MY CALL: How have I never heard of this? Overall, this 70s oddity is an uber-weird gem. Great cast and performances, cool premise, and solid effects (for the 70s). Highly recommended to fans of 70s-era Sci-Fi. MORE MOVIES LIKE Demon Seed: Want more really weird sci-horror from the era? Try The Visitor (1979), Altered States (1980), Exorcist II (1977), The Manitou (1978) or Phantasm (1979).

Not since Evilspeak (1981), The Dungeonmaster (1984) or 2001: A Space Odyssey (1968) have computers behaved so badly.

At a high-tech facility, scientist Alex Harris (Fritz Weaver; Creepshow) has engineered the Proteus-4, a gigantic supercomputer with artificial intelligence. But for all his success in the laboratory, his marriage to Susan (Julie Christie; Red Riding Hood) is failing. Right after Alex moves out, Proteus moves in…
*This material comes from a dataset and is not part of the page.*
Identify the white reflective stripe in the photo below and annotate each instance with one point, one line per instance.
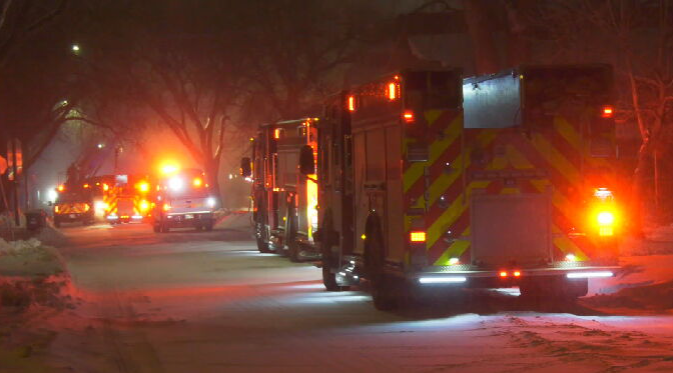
(589, 274)
(442, 280)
Proteus is so much more than expected and it unexpectedly has ambitions of its own. To accomplish them, it hijacks Alex’s home computer control system and laboratory so that it may continue to learn about humans. And its first subject is the lovely Dr. Susan Harris. With full control of all doors, windows and security measures, Proteus traps Susan as a prisoner in her own home. In little time it becomes readily apparent that Proteus’ interest in Susan is, perhaps, sexual. Proteus wants a child!
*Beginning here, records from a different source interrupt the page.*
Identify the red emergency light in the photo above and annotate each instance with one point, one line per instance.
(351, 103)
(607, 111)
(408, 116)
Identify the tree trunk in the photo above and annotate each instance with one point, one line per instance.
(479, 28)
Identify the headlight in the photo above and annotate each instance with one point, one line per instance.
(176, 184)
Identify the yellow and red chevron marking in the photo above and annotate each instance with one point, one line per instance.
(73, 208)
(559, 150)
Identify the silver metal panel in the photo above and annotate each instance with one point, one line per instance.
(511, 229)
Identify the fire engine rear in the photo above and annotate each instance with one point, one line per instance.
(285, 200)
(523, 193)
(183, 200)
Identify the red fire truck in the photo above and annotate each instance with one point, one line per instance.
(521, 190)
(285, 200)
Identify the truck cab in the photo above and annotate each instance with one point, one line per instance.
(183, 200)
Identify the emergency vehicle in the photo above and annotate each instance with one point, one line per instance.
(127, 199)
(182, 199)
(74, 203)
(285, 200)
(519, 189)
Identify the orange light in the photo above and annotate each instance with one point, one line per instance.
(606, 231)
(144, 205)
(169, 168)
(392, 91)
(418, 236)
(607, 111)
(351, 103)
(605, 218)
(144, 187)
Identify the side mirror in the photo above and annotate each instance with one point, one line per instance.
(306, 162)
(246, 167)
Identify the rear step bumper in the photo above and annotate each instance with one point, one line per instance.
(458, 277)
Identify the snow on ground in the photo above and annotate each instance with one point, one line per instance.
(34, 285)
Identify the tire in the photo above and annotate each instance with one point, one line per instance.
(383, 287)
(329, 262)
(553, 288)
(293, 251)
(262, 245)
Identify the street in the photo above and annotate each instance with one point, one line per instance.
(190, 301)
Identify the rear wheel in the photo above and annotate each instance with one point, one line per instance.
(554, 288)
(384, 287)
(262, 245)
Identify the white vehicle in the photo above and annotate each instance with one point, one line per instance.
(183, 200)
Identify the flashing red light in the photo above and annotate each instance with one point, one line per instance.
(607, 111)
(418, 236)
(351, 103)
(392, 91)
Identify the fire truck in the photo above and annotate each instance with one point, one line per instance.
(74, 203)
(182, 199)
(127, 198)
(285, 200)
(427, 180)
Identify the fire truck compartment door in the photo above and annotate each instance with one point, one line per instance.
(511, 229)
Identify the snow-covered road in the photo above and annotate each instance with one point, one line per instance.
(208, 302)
Alex’s younger colleague Walter (Gerrit Graham; Child’s Play 2, CHUD II, It’s Alive IIIChopping Mall) comes to Susan’s aid, but finds an unfortunate demise to the deceptions and malcontent of Proteus. Some nudity, general abduction, robotic domestic abuse, and chemical-assisted computer brainwashing lead us to an actual conversation between Susan and her captor about carrying its child. And just in case that sounds a little too weirdly grounded, that’s about the point when the transforming “space cube” erupts through the floor to stop her from causing too much damage in a rage-fueled escape attempt. Somehow this ever-shifting cube is equipped with the ability to hover and project chains that could have possibly inspired Hellraiser’s (1987) Puzzle Box and Hellish Leviathan structure (Hellbound: Hellraiser II). And then, in case that wasn’t weird enough, we’re going to wander into some Ken Russell Altered States (1980) metaphysical visualizations.

The ending is ominous, even frightful, but not necessarily nefarious. And while it’s super weird, it’s not “bad movie” weird, schlocky, or B-movie-ish. Its weirdness is a product of its extremely out-of-the-box-ness.
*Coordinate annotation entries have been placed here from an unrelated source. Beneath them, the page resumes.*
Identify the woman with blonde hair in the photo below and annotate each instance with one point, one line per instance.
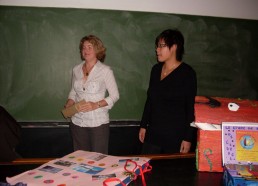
(91, 81)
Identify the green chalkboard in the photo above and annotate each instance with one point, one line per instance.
(39, 47)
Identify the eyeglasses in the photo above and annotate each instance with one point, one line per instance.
(161, 45)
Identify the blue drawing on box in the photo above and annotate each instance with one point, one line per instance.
(247, 142)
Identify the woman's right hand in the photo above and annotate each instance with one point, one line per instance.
(69, 103)
(142, 134)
Likely inspired by grandiose beauty of The Exorcist (1973), the gorgeous opening shots coupled with harrowing scoring convey a general unease. Director Donald Cammell (White of the Eye) starts off with an odd-but-interesting sci-fi thriller and then perseveres to continue making it yet weirder and weirder until we’ve wandered into an ending steeped in sci-fi lunacy. The conclusion marries the mania of 60s-70s B-movies with straight-faced modern writing and filmmaking (i.e., modern in the 70s).

Overall, this 70s oddity is every bit as weird as it is a hidden and forgotten gem. Highly recommended to fans of 70s-era Sci-Fi or pregnancy horror.